So, let me get this straight. My friend just shut down her spin studio; restaurants nationwide are closing; the tourism industry is all but frozen for the foreseeable future; gyms are shutting their doors (all doing the socially responsible thing). We’ve all heard it. Every knowledgeable health expert and doctor speaks to the importance of ‘flattening the curve’ and their recommendation is rather straightforward: social distancing. Article after article and report after report stress that staying home can flatten the pandemic curve, saving lives (please don’t be cavalier about this people). But we are still allowing domestic air travel? My wife and her co-workers are still going to the airport each day, interacting with large numbers of people, cleaning planes, booking and rebooking customers (exposing themselves to this virus so Bozeman people can go on their Hawaiian vacation, I’m sure the Polynesians are really thrilled about that—dirty blankets anyone?). The NA coronavirus hotspot/epicenter of Seattle continues to send FIVE flights a day to Bozeman (along with flights to Great Falls, Billings, Missoula, Kalispell). The airlines should be the first to shut down. How do you transmit a virus on a global scale in the matter of weeks? Is it restaurants, gyms, spin studios, wildlife tours, hair salons, bars? No, of course not, it’s the AIRLINES. We’re about to give the airlines a 50-billion-dollar bailout (that’s what they just requested), all the while, they continue to operate, business as normal.

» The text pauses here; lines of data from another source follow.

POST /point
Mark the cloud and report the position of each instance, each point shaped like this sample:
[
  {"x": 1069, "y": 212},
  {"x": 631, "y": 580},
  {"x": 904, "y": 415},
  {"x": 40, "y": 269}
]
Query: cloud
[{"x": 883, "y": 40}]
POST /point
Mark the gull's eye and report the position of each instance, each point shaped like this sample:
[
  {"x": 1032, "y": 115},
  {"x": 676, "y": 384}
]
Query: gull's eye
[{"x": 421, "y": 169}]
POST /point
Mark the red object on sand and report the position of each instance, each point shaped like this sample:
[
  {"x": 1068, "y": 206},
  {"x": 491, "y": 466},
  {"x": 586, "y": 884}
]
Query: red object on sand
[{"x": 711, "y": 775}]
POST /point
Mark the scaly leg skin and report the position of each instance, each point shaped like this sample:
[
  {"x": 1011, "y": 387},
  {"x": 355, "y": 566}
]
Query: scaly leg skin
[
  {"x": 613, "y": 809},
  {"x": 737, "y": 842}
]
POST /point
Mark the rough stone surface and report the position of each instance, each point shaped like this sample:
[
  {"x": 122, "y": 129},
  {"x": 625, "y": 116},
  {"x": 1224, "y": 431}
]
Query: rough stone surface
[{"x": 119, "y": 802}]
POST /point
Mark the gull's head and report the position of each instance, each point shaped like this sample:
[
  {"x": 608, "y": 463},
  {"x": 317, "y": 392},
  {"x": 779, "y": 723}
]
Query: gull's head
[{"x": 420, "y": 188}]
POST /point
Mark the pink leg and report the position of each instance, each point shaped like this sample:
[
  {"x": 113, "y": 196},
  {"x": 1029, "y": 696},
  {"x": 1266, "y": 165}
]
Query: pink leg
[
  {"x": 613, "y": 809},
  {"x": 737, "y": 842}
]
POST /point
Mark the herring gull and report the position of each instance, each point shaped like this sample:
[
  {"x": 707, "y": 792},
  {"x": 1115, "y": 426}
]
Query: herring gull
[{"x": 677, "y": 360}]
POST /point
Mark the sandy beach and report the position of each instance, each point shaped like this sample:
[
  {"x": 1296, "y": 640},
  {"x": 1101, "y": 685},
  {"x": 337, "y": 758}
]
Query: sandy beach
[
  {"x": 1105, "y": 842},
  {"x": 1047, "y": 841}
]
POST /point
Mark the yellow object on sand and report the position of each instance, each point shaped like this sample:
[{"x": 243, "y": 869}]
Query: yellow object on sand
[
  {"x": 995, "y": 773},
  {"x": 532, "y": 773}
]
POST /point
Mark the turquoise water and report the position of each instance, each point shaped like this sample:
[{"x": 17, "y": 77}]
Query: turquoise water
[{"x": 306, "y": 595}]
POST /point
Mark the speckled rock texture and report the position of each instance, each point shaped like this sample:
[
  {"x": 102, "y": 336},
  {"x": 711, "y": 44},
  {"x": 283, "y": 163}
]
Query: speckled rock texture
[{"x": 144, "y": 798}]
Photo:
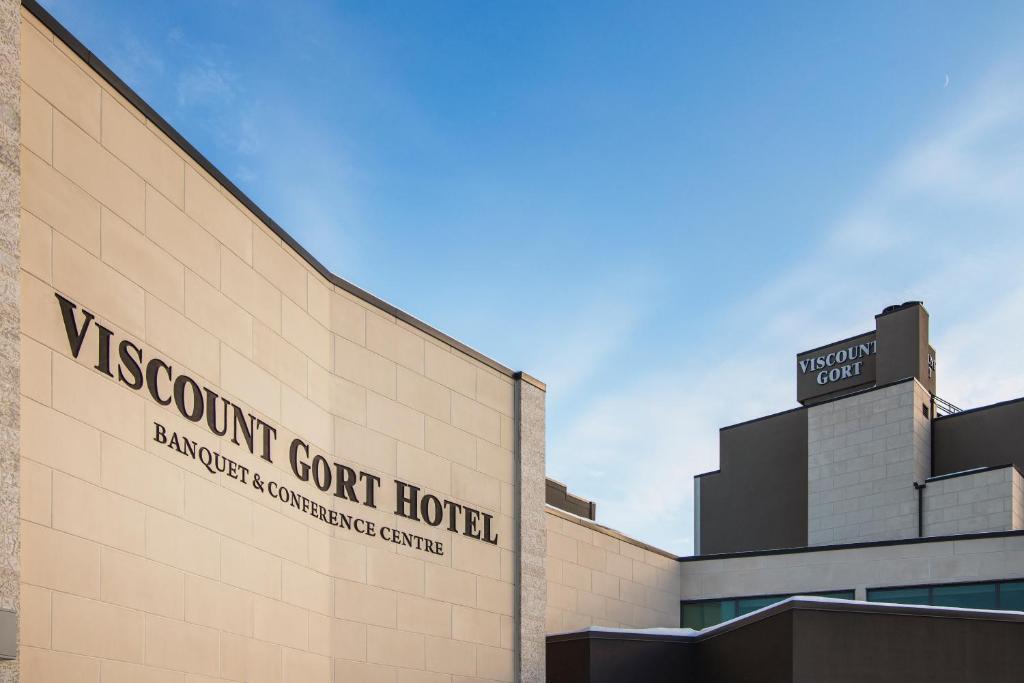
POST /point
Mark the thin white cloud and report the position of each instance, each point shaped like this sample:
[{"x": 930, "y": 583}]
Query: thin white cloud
[{"x": 943, "y": 222}]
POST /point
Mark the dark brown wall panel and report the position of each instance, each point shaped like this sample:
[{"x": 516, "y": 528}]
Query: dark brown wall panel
[
  {"x": 984, "y": 437},
  {"x": 758, "y": 500}
]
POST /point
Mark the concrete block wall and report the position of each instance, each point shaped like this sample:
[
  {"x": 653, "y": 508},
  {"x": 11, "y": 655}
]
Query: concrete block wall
[
  {"x": 864, "y": 454},
  {"x": 855, "y": 568},
  {"x": 987, "y": 501},
  {"x": 596, "y": 578},
  {"x": 137, "y": 563}
]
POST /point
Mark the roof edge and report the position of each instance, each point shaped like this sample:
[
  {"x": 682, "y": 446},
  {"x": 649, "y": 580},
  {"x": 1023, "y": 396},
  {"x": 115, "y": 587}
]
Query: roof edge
[{"x": 73, "y": 43}]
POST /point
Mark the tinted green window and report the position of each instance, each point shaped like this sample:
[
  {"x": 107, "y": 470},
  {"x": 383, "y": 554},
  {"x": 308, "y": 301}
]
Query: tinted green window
[
  {"x": 978, "y": 596},
  {"x": 693, "y": 615},
  {"x": 905, "y": 596},
  {"x": 1012, "y": 595},
  {"x": 702, "y": 614}
]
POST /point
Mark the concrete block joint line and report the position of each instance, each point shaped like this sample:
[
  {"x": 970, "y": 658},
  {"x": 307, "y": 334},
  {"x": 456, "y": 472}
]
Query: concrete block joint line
[{"x": 10, "y": 360}]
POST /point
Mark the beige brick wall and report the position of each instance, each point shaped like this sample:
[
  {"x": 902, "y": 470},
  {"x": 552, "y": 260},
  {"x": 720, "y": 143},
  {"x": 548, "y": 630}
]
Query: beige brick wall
[
  {"x": 137, "y": 563},
  {"x": 598, "y": 578}
]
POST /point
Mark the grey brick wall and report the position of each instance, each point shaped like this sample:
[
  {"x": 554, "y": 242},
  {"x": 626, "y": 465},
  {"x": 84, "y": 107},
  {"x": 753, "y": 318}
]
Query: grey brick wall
[
  {"x": 864, "y": 454},
  {"x": 979, "y": 502},
  {"x": 856, "y": 568}
]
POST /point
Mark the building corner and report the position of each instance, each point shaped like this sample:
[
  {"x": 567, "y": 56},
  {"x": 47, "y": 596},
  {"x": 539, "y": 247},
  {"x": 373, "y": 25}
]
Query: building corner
[
  {"x": 10, "y": 205},
  {"x": 529, "y": 452}
]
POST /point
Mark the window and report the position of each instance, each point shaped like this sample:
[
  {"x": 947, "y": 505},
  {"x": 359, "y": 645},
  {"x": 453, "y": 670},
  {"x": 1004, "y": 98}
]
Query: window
[
  {"x": 702, "y": 613},
  {"x": 989, "y": 595}
]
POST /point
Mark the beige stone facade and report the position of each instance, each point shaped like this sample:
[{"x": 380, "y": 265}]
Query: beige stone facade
[
  {"x": 597, "y": 577},
  {"x": 139, "y": 561}
]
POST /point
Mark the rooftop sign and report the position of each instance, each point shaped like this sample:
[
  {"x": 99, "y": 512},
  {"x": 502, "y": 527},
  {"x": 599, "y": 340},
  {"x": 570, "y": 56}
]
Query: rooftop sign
[{"x": 841, "y": 367}]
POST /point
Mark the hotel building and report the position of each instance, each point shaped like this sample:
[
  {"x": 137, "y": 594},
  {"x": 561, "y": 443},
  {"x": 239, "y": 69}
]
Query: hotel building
[{"x": 222, "y": 462}]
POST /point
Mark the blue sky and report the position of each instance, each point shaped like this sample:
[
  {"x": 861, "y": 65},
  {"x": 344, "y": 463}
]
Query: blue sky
[{"x": 650, "y": 206}]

Kids who depend upon school meal programs (and school in general) are seeing the doors to their refuge closed. People are raiding grocery stores like it’s the end of the world—leaving people with compromised immune systems unable to find lifesaving sanitizers that they depend upon year-round. What about the families that can’t afford to stock up on groceries? What about the families that are living paycheck to paycheck, hardly getting by month to month before this crisis? Where’s the leadership? I’m not saying we shouldn’t bailout the airlines (certainly not before we help small businesses and the American people), but it’s beyond time to shut them down. And don’t feel sorry for the airlines. Feel sorry for their employees.

Get cozy friends. Embrace the home gym workouts and family time. Turn the focus and bust out the gratitude journal, but please, if it’s not essential, don’t fly. Not now.

We’re in this together. Take it seriously.

A good friend recently said, “We will rise.” Let’s do just that!

Stay healthy and be well my friends!